La iglesia de Cristo y la ley

No que sea información nueva para nosotros, pero la Biblia es clara y consistente en establecer que siempre ha existido un código que define la lealtad o deslealtad al gobierno de Dios, inclusive, más allá de la existencia del ser humano.  La inexplicable rebelión de Lucifer, dentro de un ambiente completamente ajeno al pecado (Ezequiel 28:14-17; Isaías 14:12-15), rebelión que desató una guerra y que terminó por expulsarlo del cielo (Apocalipsis 12:7-12), dan evidencia del perenne código que clasifica y define la relación del ser creado con su creador.  Debido a las diferentes dinámicas que se han generado a través del período de tiempo que las Escrituras encierran, ese código ha sido presentado en acorde con el estado presente del ser creado, siempre condenando el espíritu de rebelión.  Así, para Lucifer, sus sentimientos de envidia y codicia, debido a la clara existencia de un código de lealtad, son condenados (Apocalipsis 12:8,9).  Con Adán y Eva no es diferente, el código de lealtad ronda en torno al "árbol de la ciencia del bien y del mal" (Génesis 2:17).  Noé, debe obedecer y potencialmente exponerse al ridículo construyendo un arca en preparación de un fenómeno natural que nunca ha existido (Génesis 6).
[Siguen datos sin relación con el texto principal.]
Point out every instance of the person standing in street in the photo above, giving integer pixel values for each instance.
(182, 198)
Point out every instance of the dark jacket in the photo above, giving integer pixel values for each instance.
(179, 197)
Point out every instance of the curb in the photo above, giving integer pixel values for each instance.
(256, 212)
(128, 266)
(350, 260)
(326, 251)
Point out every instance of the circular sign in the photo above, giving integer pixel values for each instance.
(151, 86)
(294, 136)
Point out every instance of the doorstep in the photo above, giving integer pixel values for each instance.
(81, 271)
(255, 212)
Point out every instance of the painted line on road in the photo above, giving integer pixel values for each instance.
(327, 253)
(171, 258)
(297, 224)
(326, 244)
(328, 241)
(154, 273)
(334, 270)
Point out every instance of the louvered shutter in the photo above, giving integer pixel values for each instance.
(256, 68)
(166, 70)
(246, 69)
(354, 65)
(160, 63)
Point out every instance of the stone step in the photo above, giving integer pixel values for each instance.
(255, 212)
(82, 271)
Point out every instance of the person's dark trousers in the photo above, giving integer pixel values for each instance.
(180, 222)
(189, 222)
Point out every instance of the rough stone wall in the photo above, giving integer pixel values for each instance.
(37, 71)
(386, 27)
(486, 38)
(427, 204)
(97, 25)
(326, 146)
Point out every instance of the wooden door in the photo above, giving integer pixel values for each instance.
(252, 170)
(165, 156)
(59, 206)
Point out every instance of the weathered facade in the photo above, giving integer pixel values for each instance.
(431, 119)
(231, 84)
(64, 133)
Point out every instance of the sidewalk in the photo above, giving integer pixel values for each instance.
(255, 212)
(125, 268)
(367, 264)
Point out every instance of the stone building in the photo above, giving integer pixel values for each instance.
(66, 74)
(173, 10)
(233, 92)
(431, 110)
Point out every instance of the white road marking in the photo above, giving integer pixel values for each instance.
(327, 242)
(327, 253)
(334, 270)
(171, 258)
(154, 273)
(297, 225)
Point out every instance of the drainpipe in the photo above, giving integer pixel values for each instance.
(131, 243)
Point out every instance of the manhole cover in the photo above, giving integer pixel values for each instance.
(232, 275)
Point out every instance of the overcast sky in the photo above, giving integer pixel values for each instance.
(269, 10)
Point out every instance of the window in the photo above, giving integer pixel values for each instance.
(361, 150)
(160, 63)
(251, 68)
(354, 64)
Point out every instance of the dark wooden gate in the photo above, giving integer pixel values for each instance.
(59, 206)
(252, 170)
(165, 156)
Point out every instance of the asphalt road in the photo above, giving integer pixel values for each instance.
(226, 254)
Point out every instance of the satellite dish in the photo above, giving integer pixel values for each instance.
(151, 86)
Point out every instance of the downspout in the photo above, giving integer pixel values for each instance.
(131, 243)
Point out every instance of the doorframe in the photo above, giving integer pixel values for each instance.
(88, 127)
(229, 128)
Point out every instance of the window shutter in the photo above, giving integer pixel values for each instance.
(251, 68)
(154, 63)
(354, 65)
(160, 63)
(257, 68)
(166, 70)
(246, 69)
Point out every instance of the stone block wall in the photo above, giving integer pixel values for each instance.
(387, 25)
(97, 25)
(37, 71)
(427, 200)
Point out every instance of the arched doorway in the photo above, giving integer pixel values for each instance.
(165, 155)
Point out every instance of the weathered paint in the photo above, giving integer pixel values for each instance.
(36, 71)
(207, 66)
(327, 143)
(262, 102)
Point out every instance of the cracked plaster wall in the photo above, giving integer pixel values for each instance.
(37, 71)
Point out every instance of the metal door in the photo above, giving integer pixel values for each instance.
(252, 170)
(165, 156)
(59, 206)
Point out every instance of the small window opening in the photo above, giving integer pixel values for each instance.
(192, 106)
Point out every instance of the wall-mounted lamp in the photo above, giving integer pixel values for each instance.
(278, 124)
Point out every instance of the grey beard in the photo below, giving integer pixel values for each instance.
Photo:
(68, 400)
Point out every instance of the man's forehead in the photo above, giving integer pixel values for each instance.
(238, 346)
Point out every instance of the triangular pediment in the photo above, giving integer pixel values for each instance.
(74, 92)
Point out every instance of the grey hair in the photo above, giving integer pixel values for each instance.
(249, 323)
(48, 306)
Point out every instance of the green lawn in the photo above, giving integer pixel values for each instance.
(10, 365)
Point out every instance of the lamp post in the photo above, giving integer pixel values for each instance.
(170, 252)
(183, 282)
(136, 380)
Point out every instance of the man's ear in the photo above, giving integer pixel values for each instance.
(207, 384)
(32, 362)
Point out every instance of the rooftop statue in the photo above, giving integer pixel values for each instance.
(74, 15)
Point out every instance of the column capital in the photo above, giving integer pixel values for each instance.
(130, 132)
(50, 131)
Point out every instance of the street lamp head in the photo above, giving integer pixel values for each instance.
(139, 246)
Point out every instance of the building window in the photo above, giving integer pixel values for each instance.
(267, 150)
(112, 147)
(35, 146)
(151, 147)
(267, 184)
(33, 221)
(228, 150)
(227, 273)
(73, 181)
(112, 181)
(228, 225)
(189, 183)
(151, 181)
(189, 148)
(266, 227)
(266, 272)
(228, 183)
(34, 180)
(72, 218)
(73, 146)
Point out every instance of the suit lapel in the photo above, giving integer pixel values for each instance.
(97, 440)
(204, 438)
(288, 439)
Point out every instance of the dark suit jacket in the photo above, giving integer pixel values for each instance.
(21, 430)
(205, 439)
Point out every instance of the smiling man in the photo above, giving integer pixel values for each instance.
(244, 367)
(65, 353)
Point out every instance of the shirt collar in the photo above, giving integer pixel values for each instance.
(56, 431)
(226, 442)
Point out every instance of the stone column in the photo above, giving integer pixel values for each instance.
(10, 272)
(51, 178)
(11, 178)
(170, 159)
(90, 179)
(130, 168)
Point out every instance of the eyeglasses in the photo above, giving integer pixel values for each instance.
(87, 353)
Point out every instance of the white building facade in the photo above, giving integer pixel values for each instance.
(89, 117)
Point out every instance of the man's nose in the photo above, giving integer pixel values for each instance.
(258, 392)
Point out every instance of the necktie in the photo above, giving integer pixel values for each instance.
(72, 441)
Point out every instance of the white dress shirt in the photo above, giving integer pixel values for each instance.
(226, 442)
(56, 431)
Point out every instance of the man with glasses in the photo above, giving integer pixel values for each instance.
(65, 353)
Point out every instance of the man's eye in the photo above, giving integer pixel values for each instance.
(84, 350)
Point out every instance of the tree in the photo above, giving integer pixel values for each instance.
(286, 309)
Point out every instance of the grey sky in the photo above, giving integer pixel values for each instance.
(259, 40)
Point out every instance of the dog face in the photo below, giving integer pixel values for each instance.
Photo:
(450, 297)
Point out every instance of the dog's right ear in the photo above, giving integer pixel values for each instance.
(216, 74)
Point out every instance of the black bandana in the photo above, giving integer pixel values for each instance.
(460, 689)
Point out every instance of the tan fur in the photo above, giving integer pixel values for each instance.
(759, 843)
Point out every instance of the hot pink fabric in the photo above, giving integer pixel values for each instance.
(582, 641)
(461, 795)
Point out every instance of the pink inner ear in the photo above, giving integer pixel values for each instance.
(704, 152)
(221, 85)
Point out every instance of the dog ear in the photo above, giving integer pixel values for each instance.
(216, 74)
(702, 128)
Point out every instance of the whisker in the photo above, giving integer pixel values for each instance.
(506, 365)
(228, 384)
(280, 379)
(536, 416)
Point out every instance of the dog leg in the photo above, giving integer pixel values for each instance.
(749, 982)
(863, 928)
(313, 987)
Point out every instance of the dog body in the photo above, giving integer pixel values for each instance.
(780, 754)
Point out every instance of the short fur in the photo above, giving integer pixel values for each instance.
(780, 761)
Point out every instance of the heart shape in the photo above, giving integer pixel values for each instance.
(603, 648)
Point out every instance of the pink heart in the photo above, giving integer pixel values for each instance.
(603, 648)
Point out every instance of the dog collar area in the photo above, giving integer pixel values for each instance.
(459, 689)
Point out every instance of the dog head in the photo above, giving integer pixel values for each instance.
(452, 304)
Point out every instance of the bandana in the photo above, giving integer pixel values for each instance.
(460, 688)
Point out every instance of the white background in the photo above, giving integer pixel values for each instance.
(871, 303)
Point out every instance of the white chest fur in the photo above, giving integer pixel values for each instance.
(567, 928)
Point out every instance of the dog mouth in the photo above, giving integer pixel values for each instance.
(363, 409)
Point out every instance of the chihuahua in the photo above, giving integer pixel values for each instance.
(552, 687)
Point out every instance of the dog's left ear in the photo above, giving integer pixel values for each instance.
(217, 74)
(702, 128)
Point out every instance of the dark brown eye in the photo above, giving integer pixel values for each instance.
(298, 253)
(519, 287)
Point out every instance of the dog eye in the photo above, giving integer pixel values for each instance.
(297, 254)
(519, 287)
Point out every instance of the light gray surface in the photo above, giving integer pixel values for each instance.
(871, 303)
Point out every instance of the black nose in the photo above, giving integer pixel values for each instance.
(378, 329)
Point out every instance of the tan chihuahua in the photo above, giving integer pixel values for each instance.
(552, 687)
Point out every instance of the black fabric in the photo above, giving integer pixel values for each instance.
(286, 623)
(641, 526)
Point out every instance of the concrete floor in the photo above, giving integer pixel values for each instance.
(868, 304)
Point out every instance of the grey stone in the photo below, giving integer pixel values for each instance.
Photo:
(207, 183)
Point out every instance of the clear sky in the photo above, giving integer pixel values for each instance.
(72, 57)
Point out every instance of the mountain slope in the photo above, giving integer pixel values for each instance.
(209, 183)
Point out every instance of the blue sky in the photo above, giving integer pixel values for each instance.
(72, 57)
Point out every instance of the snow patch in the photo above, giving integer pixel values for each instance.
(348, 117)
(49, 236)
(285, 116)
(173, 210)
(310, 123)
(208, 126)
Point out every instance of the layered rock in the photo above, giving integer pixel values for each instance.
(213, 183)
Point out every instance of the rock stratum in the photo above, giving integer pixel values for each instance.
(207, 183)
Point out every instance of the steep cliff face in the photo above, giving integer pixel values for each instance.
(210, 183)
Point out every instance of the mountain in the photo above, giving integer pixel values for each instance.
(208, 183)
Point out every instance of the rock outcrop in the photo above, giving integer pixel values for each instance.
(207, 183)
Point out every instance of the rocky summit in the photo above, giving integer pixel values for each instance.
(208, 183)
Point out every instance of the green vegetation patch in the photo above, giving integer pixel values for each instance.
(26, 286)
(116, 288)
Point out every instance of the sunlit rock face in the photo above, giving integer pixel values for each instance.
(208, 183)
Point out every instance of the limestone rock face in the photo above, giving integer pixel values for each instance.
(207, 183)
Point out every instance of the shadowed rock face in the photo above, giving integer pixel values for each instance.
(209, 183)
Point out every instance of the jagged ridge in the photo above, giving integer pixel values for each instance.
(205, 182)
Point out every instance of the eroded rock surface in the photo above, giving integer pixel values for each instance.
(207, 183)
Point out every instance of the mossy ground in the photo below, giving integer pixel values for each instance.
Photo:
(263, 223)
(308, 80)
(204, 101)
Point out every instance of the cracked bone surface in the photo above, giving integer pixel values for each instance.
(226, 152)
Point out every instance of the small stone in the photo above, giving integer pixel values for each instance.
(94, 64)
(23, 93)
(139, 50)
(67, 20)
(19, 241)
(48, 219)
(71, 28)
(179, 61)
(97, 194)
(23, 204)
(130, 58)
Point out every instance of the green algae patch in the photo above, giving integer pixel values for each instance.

La ley es en sí, en sus diferentes formas de las más simples a las más complejas, el lenguaje a través del cual Dios comunica el código de lealtad de los seres creados para definir sus deberes tanto para el creador como para con el resto de la creación.

Para comunicar su ley, Dios se ha valido de individuos que en realidad no levitan por encima de los demás. Noé, Abraham, Moisés, Pablo, todos tienen sus bagaje lleno de cuestionamientos.  Sin embargo, Dios trabaja a través de corazones dispuestos.  El texto bíblico asegura que Abram "creyó a Jehová, y le fue contado por justicia."  En medio de las condiciones generadas por el gran conflicto entre el bien y el mal, Dios hace uso de gente dispuesta, aunque defectuosa y muchas veces necia, para mantener presente la opción de la salvación, hasta nuestros días (Apocalipsis 12:17 y 14:6-12).  La lección de Escuela Sabática dice: "Desde el Edén, la iglesia de Dios siempre ha estado llena de personas falibles.  La misma institución que debía ser testigo de la justicia de Dios necesita ella misma aquella justicia."

Es a través del ministerio completo de Jesucristo, que somos restablecidos y hechos, nuevamente y naturalmente leales a nuestro creador.